The Brooklyn Eagle reports today that the Watchtower Bible and Tract Society has decided to move its headquarters out of Brooklyn Heights. The current state of the real estate market will slow the group’s departure, the article says.
The group, while eventually complimented for saving some historic buildings like the Bossert and Standish Arms Hotels in Brooklyn Heights, was characterized by preservationists as part of the “gathering storm” of destruction in the 1950s.

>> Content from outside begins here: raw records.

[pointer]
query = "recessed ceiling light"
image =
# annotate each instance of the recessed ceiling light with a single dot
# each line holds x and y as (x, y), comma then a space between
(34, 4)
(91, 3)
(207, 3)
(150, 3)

Heights Hero Otis Pearsall told New York Magazine in 1987, “As the Witnesses buy up more and more there is a sense that a critical mass might be reached. When this happens there will be so many Witnesses that Brooklyn Heights will be a less attractive place for regular families to live.”
Now that the end of the Watchtower’s residence in Brooklyn Heights seems to be nearing, do you think this will open the door for more “regular families”? How do you think it will impact the quality of life here?

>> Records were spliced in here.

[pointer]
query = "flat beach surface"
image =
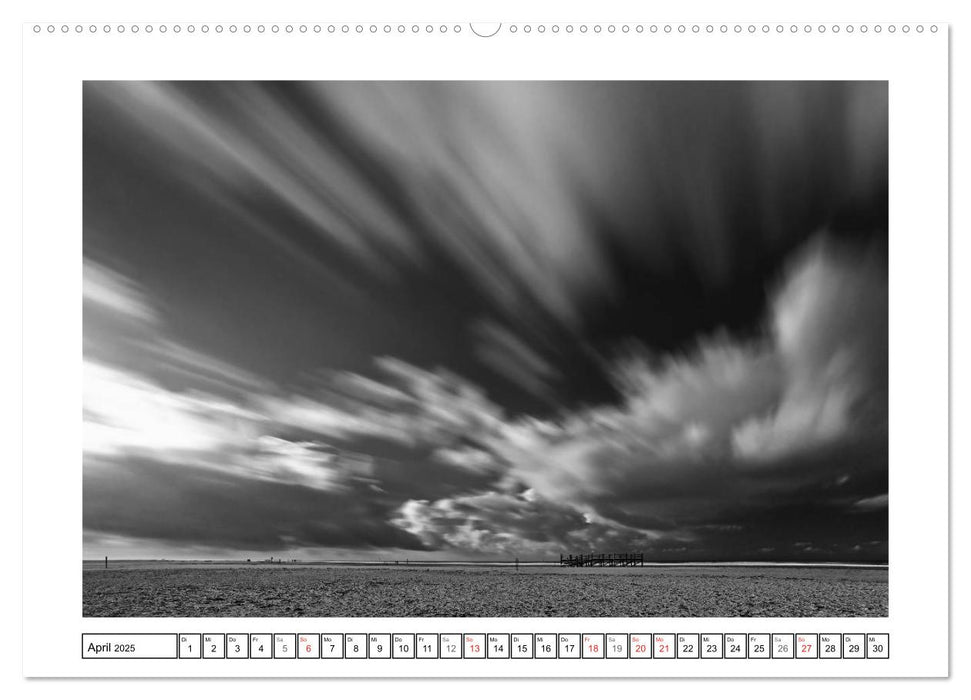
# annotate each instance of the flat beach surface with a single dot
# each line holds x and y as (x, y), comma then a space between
(160, 589)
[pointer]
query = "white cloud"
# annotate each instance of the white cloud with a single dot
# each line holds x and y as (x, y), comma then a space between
(115, 293)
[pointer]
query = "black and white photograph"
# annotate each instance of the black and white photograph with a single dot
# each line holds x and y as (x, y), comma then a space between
(485, 349)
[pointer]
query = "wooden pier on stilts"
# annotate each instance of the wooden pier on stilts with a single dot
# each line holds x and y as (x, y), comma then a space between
(612, 559)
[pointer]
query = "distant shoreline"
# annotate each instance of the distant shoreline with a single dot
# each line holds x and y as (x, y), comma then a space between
(489, 564)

Brooklyn Eagle: “We have submitted a proposal to the Town of Warwick to build a complex there that we’re calling the World Headquarters of Jehovah’s Witnesses,” Richard Devine told the Eagle Tuesday. “We have started the land use process there.”
Devine, who is in charge of real property for the religious organization, was confirming what was contained in a document forwarded anonymously to the Eagle last week.
That document included several pages from a public scoping session held Nov. 18 by the Town of Warwick Planning Board.